Tales ecos extraños y retardados del antiguo culto del demonio podrían ser notados todavía en nuestros días por quien escuchara hablar a los campesinos de cabellos blancos; porque el espíritu inculto asocia difícilmente la idea de poder con la bondad.
La concepción obscura de un poder del que se puede conseguir, mediante mucha persuasión, que se abstenga de hacer daño, es la forma que el sentimiento de lo invisible crea más fácilmente en el espíritu de los hombres que han estado siempre más urgidos por las primeras necesidades, y cuya vida de duro trabajo no ha sido nunca iluminada por el entusiasmo de ninguna fe religiosa.

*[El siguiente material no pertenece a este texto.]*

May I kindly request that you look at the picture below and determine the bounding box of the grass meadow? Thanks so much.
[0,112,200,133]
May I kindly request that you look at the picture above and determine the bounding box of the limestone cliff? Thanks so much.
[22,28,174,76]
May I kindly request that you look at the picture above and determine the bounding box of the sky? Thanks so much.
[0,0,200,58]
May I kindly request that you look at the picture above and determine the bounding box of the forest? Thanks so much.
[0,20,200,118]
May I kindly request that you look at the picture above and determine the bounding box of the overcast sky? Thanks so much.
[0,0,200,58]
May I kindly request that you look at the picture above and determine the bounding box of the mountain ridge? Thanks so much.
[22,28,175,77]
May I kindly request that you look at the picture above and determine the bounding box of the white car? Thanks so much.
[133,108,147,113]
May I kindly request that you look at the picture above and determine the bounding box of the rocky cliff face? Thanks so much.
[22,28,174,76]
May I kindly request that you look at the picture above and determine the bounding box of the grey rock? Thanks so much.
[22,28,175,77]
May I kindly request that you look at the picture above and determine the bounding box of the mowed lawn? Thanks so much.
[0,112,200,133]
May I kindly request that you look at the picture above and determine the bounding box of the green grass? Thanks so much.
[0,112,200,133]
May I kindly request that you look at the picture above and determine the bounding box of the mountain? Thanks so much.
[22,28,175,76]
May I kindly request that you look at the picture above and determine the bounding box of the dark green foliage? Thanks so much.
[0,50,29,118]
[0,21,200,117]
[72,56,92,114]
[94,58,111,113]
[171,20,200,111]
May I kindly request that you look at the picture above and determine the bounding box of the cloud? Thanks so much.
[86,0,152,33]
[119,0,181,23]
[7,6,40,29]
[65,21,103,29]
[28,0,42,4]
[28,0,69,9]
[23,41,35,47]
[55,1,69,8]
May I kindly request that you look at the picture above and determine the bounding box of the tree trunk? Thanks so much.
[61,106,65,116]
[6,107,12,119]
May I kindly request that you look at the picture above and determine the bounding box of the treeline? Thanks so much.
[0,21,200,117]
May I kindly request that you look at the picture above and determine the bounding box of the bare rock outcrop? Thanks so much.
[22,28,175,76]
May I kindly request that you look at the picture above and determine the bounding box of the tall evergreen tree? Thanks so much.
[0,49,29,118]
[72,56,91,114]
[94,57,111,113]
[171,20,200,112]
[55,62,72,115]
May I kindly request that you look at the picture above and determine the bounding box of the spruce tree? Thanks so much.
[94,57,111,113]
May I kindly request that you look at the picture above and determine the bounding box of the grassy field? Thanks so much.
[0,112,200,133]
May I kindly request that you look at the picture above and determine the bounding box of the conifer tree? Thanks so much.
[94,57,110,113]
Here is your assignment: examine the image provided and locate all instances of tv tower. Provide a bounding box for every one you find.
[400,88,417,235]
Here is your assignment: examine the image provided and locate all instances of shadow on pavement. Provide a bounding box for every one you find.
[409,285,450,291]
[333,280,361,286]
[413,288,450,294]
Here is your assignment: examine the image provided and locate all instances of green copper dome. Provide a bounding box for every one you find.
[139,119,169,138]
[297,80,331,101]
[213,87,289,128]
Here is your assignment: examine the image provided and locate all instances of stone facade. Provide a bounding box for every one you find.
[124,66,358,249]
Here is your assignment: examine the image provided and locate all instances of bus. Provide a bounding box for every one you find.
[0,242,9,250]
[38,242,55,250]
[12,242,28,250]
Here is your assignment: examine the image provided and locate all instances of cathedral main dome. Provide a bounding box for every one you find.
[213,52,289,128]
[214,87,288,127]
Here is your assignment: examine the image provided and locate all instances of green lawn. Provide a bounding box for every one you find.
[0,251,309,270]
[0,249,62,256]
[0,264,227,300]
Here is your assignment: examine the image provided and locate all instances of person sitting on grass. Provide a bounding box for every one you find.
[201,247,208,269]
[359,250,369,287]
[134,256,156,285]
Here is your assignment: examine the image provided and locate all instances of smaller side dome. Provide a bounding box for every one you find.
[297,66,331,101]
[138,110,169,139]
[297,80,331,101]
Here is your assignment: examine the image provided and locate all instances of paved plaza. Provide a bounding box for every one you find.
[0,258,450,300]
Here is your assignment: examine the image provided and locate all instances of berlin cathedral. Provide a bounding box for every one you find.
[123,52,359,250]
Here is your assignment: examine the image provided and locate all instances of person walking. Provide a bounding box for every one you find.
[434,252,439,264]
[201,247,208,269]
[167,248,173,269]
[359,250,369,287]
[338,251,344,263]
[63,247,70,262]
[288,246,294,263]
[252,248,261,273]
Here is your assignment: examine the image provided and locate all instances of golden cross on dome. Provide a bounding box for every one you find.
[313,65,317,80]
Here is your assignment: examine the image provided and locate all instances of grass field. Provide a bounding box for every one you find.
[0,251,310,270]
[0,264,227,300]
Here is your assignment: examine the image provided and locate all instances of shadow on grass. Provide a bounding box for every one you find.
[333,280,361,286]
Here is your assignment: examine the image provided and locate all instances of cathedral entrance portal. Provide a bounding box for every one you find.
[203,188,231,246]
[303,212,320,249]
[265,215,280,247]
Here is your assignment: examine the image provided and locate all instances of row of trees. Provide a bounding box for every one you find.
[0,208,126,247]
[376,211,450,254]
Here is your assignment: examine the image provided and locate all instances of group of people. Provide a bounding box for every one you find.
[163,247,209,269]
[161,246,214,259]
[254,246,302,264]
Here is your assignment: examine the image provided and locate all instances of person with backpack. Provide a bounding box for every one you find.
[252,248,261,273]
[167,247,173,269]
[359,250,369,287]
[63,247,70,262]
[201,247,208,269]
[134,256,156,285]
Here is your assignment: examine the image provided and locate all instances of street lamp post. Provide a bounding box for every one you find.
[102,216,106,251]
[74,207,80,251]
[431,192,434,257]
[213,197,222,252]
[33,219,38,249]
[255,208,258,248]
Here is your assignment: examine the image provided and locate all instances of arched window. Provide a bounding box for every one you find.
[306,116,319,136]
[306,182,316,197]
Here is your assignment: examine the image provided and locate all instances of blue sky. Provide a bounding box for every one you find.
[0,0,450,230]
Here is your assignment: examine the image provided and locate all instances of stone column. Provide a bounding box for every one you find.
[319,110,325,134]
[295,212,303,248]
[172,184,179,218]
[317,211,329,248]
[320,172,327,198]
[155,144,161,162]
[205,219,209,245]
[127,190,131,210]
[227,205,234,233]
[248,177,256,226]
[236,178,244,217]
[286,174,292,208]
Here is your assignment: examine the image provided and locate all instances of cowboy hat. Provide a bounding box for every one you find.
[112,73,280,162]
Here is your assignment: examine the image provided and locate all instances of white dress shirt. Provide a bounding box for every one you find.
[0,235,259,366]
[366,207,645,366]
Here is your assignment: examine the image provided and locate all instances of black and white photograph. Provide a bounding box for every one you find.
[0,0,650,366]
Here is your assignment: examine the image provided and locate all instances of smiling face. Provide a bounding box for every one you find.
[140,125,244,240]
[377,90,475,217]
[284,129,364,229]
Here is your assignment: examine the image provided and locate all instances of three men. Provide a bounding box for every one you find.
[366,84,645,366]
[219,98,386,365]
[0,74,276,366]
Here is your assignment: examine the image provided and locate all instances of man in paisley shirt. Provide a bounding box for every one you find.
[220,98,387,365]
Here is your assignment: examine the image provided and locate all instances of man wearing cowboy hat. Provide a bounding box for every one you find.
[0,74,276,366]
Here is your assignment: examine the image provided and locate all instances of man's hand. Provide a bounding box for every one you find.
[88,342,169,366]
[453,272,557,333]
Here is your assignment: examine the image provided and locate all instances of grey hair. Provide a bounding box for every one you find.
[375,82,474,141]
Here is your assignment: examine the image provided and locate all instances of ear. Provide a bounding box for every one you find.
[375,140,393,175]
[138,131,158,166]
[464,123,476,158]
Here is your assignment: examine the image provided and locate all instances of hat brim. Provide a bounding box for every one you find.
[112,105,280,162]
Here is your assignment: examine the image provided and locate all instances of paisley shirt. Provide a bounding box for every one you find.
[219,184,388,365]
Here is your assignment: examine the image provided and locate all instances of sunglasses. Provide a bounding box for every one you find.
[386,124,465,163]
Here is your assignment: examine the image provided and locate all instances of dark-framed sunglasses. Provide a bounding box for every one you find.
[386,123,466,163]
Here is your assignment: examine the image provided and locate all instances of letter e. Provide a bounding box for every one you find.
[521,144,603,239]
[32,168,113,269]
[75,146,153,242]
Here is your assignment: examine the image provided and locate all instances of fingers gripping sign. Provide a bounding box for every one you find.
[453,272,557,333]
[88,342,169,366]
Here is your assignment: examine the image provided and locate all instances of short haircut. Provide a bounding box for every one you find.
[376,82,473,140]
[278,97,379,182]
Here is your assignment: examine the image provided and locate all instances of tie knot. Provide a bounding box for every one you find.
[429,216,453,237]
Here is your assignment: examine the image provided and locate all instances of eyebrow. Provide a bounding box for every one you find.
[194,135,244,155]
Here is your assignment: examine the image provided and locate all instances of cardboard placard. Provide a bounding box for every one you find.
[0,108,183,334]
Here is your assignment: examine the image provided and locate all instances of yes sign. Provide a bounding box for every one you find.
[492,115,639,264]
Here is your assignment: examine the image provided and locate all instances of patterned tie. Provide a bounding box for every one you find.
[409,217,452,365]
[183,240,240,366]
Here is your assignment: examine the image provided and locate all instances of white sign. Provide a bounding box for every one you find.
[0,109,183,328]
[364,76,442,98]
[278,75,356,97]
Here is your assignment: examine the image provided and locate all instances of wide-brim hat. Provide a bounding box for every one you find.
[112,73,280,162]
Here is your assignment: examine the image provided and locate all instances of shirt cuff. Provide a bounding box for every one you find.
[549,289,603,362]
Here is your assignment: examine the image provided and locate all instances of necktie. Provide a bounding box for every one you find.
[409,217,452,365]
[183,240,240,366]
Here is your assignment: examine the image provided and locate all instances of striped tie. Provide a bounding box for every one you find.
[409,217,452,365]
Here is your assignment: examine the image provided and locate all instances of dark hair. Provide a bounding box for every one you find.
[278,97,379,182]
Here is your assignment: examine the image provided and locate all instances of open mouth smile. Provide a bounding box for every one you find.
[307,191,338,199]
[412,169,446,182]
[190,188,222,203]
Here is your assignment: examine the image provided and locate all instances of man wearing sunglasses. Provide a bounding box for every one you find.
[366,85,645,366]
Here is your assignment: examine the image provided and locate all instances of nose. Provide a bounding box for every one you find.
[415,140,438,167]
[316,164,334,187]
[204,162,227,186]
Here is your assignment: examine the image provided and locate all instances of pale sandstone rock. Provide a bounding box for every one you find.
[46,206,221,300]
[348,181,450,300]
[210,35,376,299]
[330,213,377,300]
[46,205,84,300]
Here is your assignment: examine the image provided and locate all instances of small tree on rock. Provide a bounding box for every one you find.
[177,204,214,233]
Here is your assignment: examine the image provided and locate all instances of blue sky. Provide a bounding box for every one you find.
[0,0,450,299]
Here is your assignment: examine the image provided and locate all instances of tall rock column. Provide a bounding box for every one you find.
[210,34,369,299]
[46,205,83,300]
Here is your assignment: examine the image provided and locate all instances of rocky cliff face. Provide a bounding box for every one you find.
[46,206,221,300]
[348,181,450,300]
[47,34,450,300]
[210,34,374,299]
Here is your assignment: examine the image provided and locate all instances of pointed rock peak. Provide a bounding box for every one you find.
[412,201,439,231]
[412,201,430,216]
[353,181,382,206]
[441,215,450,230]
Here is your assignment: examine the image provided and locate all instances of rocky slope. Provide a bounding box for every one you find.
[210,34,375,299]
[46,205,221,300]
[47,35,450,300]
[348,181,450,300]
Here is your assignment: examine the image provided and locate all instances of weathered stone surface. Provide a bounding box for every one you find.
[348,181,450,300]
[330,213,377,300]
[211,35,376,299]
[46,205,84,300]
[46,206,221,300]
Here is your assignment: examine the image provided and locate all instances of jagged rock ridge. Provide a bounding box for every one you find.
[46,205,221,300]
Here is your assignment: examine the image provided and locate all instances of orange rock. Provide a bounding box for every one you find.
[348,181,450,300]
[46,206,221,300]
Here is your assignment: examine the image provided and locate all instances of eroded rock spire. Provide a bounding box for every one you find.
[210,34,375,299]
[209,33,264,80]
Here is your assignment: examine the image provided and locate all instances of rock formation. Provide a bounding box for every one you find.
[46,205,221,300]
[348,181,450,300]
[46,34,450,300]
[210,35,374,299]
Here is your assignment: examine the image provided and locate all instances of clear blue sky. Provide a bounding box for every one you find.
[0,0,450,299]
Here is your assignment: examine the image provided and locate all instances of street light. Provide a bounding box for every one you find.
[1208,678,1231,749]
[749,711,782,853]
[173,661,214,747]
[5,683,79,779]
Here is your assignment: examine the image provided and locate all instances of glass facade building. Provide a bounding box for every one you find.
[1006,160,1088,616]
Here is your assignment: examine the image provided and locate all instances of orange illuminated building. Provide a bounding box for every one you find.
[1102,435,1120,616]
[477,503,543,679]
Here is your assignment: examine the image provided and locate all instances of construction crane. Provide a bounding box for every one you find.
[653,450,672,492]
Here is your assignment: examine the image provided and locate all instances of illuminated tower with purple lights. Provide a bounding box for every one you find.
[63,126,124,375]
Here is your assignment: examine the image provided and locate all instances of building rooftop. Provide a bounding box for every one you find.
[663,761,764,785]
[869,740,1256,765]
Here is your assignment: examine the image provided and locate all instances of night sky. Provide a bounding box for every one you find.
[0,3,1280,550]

El dolor y el infortunio ofrecen a esas gentes un dominio de posibilidades mucho más vasto que el de la alegría y el placer; el campo de su imaginación es casi estéril en imágenes que alimenten los deseos y las esperanzas, mientras que está cubierto de recuerdos que son el eterno pasto del temor. «¿No existe alguna cosa que os agradaría comer?», le preguntaron a un viejo campesino que estaba muy enfermo y que había rechazado todos los alimentos que su mujer le había ofrecido. «No—contestó—, nunca he estado acostumbrado más que al alimento ordinario; y ya no lo puedo comer.» Su género de vida no había despertado en él ningún deseo de evocar el fantasma del apetito.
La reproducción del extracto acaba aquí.